Issues of Uncertainty in Super-Resolution Mapping and the Design of an Inter-Comparison Study
Peter M. Atkinson
School of Geography, University of Southampton, Highfield, Southampton, SO17 1BJ, UK
Abstract. Super-resolution mapping is a relatively new field in remote sensing whereby classification is undertaken at a finer spatial resolution than that of the input remotely sensed multiple-waveband imagery. A variety of different methods for super-resolution mapping have been proposed, including spatial pixelswapping, spatial simulated annealing and Hopfield neural networks, feed-forward back-propagation neural networks and geostatistical methods. The accuracy of all of these new approaches has been tested, but the tests have been individual (i.e., with little bench-marking against other techniques) and have used different measures of accuracy.
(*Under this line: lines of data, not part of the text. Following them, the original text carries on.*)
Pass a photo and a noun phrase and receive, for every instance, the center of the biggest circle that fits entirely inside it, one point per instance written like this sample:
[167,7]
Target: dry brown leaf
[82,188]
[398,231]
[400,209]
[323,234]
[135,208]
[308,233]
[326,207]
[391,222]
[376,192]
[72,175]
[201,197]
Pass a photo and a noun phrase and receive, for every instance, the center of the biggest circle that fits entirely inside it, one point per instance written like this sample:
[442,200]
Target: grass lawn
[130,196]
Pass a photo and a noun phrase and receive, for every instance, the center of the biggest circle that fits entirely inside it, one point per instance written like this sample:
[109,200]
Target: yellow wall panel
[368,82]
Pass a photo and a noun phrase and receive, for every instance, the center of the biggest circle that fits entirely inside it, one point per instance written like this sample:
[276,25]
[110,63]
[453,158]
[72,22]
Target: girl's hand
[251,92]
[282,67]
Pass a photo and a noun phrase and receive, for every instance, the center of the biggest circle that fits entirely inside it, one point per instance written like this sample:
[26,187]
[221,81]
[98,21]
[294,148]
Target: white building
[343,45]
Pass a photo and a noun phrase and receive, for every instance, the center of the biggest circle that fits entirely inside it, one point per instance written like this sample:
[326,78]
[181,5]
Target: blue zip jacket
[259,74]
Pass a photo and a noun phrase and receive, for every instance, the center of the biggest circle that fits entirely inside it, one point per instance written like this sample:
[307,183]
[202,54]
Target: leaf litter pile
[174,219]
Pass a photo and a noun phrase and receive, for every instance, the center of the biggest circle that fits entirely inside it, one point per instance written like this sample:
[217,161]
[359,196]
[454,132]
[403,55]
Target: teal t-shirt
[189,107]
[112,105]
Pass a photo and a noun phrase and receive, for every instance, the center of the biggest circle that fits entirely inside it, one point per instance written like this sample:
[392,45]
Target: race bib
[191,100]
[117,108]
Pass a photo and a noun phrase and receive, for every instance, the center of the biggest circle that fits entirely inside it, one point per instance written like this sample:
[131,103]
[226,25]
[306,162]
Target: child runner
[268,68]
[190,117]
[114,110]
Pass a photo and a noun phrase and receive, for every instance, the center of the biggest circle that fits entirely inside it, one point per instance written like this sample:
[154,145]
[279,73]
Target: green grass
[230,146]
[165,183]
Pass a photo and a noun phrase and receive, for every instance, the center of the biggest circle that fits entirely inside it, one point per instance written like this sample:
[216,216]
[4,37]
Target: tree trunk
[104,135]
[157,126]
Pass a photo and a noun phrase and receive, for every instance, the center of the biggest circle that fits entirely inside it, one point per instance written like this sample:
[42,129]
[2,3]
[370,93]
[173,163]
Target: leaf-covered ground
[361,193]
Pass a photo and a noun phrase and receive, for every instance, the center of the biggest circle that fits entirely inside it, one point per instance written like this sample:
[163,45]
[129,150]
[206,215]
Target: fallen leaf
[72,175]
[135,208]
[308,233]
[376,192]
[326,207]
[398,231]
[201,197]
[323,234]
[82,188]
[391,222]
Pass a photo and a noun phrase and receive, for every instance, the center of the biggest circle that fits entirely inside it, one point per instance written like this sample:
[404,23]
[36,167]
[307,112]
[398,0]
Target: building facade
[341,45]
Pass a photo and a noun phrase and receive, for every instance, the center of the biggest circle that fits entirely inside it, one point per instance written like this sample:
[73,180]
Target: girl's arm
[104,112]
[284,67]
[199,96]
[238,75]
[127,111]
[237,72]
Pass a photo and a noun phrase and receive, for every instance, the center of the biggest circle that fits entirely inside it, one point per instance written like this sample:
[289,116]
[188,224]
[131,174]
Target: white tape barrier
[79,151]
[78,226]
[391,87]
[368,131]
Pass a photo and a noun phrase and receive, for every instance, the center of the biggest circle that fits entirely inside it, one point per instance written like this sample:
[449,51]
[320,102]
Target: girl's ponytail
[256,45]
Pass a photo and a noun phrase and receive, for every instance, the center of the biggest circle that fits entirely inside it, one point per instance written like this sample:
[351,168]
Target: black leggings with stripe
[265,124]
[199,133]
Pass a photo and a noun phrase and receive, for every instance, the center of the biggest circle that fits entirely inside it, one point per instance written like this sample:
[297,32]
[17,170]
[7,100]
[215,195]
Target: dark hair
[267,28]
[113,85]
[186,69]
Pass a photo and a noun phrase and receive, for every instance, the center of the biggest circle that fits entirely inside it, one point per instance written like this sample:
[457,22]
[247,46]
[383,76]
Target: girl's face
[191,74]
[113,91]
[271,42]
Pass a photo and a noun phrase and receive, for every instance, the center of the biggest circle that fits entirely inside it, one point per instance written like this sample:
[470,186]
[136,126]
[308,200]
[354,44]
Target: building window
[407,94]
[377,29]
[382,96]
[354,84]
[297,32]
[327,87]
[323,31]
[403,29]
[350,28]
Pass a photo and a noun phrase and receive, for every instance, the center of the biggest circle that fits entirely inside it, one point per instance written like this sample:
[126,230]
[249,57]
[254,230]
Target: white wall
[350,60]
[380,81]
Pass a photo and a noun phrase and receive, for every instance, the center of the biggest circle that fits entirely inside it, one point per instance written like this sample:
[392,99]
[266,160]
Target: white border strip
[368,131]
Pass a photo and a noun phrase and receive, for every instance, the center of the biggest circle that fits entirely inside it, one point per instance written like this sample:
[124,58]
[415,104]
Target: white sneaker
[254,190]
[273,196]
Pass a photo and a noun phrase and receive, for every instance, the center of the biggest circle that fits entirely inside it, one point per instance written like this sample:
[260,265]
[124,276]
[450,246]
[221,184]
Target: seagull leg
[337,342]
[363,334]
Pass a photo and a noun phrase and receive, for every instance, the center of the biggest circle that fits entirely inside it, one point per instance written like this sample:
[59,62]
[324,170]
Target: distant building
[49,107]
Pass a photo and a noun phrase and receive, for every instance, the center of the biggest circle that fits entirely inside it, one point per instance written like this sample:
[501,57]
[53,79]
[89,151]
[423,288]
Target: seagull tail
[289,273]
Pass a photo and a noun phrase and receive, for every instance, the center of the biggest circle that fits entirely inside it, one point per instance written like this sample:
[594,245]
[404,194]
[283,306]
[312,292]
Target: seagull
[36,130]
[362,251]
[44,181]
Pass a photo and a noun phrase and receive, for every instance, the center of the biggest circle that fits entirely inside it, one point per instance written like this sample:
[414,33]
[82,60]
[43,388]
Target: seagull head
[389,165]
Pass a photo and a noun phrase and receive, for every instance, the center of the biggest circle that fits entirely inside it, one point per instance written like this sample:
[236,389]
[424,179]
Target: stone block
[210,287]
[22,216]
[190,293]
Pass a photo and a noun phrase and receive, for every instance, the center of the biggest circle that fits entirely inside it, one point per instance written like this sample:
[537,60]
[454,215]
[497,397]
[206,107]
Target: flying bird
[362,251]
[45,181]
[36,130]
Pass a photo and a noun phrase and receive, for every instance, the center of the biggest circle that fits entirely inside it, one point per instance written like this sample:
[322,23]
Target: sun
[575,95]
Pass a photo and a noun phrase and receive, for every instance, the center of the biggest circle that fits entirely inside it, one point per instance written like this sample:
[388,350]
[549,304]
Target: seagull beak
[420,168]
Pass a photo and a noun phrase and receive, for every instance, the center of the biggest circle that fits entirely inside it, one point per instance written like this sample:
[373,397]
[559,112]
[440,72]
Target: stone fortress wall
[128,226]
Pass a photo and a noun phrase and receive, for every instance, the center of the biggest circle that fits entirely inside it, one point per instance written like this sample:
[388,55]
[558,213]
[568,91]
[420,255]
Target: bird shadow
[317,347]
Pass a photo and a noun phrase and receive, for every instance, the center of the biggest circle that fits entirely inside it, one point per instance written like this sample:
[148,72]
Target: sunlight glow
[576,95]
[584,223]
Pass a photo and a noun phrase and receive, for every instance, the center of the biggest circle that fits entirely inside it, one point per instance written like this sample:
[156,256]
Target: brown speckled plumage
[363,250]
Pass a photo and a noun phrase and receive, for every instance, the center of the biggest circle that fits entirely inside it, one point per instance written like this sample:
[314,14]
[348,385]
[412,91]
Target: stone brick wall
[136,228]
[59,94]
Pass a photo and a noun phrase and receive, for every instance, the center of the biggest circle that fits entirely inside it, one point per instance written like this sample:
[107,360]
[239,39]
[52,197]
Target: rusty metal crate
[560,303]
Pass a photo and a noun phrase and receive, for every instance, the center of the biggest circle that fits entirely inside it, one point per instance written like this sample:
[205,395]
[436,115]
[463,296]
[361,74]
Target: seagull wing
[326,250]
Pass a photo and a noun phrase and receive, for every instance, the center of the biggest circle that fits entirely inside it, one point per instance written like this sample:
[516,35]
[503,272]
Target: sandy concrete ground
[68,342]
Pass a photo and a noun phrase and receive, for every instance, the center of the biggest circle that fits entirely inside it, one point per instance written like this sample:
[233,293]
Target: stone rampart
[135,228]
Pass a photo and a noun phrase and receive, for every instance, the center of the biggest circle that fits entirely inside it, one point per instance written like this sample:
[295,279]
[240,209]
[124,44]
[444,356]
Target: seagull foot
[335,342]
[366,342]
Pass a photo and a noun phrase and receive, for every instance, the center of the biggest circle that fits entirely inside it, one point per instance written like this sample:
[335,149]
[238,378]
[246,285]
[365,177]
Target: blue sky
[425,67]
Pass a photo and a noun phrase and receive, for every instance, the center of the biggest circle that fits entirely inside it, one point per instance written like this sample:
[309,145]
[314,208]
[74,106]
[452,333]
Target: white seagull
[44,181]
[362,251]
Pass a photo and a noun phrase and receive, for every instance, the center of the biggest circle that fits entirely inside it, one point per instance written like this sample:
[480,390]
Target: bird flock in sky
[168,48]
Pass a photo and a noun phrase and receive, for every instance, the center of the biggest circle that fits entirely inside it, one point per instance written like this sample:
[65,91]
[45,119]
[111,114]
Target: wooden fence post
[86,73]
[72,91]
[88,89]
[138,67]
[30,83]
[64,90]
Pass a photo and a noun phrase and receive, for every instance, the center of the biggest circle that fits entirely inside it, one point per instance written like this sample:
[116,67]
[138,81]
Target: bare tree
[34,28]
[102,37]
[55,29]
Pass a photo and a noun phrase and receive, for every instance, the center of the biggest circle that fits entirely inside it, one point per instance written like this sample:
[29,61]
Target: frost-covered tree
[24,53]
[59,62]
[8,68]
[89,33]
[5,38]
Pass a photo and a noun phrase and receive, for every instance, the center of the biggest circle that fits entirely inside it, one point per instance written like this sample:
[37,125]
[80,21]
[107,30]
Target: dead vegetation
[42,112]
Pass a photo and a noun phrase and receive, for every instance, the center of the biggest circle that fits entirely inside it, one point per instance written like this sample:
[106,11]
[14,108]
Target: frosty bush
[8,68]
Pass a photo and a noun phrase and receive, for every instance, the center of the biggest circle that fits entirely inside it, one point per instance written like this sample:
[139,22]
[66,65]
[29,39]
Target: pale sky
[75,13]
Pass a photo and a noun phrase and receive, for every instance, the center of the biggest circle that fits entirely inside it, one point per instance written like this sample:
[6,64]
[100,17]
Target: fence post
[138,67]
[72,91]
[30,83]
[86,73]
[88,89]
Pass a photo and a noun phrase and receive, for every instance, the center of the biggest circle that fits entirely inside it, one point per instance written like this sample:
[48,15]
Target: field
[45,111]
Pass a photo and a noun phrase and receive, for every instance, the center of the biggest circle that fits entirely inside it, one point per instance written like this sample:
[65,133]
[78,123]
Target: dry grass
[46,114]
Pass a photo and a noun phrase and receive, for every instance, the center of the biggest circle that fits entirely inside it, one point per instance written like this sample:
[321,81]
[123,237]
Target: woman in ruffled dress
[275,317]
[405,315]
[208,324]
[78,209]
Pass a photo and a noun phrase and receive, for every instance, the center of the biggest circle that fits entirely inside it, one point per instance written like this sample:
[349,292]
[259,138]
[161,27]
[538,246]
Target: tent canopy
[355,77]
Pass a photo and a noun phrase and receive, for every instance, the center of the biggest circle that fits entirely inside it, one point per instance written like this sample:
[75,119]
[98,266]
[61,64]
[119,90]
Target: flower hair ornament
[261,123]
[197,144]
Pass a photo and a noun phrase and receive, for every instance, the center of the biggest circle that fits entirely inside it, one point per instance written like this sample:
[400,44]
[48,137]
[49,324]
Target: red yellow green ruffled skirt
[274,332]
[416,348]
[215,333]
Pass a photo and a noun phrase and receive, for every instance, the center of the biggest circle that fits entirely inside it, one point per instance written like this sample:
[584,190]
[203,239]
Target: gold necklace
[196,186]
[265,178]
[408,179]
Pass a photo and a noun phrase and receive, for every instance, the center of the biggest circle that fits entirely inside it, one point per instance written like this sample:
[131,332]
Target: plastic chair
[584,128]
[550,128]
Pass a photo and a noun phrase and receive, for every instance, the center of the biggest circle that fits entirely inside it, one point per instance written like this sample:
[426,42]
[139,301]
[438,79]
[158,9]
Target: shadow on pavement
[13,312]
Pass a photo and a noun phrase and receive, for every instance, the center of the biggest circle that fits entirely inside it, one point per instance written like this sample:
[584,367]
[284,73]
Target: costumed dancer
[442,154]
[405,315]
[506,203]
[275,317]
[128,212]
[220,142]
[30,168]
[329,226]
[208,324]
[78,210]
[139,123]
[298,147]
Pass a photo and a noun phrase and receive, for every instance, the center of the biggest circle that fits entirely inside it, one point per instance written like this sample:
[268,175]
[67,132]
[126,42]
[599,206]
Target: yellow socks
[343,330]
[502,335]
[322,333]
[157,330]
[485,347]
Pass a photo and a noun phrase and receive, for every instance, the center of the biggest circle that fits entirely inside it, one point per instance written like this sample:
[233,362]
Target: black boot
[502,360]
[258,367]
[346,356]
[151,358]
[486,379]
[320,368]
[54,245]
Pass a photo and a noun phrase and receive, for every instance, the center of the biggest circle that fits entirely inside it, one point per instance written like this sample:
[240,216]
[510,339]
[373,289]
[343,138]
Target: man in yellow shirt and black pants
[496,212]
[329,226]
There is, therefore, a need for greater inter-comparison between the various methods available, and a super-resolution inter-comparison study would be a welcome step towards this goal. This paper describes some of the issues that should be considered in the design of such a study.
Keywords: super-resolution mapping, inter-comparison, accuracy assessment
In: Wan, Y. et al. (eds) Proceeding of the 8th international symposium on spatial accuracy assessment in natural resources and environmental sciences, World Academic Union (Press).